Compact models with adversarial controls

Regularized temporal-response-function/ridge baselines were tested before compact causal temporal-convolution models. Splits were frozen before fitting; adjacent frames from the same clip or run never crossed train and test; scalers were fit on training data only. Evaluation used held-out participants, songs, clips, or runs plus time shifts, mismatched music, shuffled identities, mean and silence controls, and clustered permutation tests.

A modality can drive learned visuals only when matching music reliably beats its nulls. Fusion cannot rescue a failed fMRI or EEG head. The small fMRI POC was exported to ONNX and checked for numerical parity, but it failed its scientific validation gate; no regional fMRI head has passed promotion. The rights-clear DAAMEE EEG development head also failed its frozen held-participant, held-melody, task-transfer, and null gates, so confirmation stayed unopened and learned fusion remains LOCKED. That fail-closed boundary is why the display labels an approximation instead of overstating model accuracy.

06

Scientific constraints become visual grammar

fMRI/evidence chooses anatomical location; EEG supplies only external scalp topology and fast timing.
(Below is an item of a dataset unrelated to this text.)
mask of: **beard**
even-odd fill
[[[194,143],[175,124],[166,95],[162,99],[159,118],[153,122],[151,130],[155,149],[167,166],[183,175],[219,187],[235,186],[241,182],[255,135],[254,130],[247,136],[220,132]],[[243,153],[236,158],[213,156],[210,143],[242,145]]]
Inactive anatomy stays near-transparent. Learned fMRI values can enter only through explicit named HRA crosswalk anchors, with smooth falloff confined inside each anchored structure; the browser does not invent cross-structure regional predictions. Pulses, fading paths, and surface particles are allowed only where the current regional field provides support. EEG-only mode keeps the brain ghosted specifically to avoid implying cortical source localization.
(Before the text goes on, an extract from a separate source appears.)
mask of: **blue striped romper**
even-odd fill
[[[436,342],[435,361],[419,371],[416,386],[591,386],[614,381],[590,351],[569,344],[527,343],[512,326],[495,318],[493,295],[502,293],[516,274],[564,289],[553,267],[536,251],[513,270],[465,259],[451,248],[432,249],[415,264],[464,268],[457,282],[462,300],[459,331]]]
The browser runs inference in a Worker through ONNX Runtime Web/WASM and renders independently at the screen refresh rate. A 35 ms attack and 220 ms release make the EEG display fluid; these envelopes are choreography, not extra neural samples. Structure clicks expose the atlas name, functional context, display strength, evidence support, and the relevant limitation.

Compute

Practical independent implementation budget

$50–$80practical independent implementation allowance

A practical independent implementation budget on commodity marketplace compute is $50–$80: enough for several preprocessing attempts, data transfer and temporary storage, failed starts, compact model selection, ONNX export, and browser QA. This is a planning estimate—not money claimed as spent—and it excludes a future 10–12-hour multi-participant training run.